Murder in Amsterdam: The Death of Theo Van Gogh and the Limits of Tolerance
- First edition
- Author: Ian Buruma
- Language: English
- Subject: Theo van Gogh
- Publisher: Penguin Press HC
- Publication date: September 7, 2006
- Publication place: United States
- Media type: Print (Hardcover, Paperback), E-book
- Pages: 288
- ISBN: 978-1594201080
- OCLC: 969657698

= Murder in Amsterdam =

2006 book by Ian Buruma

Murder in Amsterdam: The Death of Theo Van Gogh and the Limits of Tolerance is a 2006 book by Ian Buruma. The Guardian describes it as, "part reportage, part essay." It explores the impact of mass immigration from Muslim countries on Dutch culture through the lens of the murder of film director and anti-immigration activist, Theo van Gogh.

Murder in Amsterdam won the 2006 Los Angeles Times Book Prize.

==Argument==
Buruma argues that conservatives have "commandeered" the liberal values of the European Enlightenment to portray Islam and Western culture as "competing, hostile versions of absolute truth."

Buruma argues that murderers like the young Muslim who killed Theo van Gogh are driven to action by the failure of Dutch society to recognize them as full members of Dutch society, their new homeland.

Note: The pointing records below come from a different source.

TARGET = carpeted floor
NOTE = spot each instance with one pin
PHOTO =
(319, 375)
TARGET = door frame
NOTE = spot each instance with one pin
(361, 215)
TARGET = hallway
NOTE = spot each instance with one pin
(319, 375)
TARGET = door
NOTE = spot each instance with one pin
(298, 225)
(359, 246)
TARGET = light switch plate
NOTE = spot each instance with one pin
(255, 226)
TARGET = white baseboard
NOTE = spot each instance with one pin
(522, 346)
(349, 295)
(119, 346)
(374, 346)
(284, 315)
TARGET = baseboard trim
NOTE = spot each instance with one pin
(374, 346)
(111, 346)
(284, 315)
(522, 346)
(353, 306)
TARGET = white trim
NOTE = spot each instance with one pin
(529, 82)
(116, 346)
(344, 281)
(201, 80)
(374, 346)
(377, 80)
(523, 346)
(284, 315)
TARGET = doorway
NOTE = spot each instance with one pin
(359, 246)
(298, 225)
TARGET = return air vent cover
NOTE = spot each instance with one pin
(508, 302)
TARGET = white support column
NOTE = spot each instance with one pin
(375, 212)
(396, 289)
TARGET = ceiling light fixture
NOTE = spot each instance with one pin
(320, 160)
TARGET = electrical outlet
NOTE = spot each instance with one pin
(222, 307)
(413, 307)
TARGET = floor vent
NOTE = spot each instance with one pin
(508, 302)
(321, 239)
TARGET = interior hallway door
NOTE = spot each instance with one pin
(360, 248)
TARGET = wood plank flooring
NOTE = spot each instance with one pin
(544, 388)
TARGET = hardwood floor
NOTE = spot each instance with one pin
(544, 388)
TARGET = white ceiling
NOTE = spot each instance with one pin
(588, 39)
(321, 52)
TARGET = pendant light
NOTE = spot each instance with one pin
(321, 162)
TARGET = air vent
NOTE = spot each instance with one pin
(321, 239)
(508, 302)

He concluded with a vague hope that reason and civility will prevail.

==Reception==
Christopher Caldwell wrote that Buruma is "less interested in the details of the killing than in what followed: the ideologies vindicated or discredited, the prejudices revealed and the doubts cast on the workability" of what Buruma regarded as Amsterdam's new, almost 50% immigrant society. Buruma cited data showing that Amsterdam 1999, was 45 per cent foreign in 1999, and would be 52% foreign by 2015.

==Ongoing impact==
The book is regarded as an early exploration of the process of Islamist radicalization and commitment to Jihad. Buruma explores the steps by which in only a few months time, van Gogh's murderer, Mohammed Bouyeri, a young man born in the Netherlands and living a secular life, gave up Western clothing, donned a djellaba and prayer cap, stopped using alcohol and marijuana, grew a beard, stopped dating, cut all ties with old friends, and murdered a man, explaining in court that his Muslim faith required him “to chop off the head of anyone who insults Allah and the prophet.”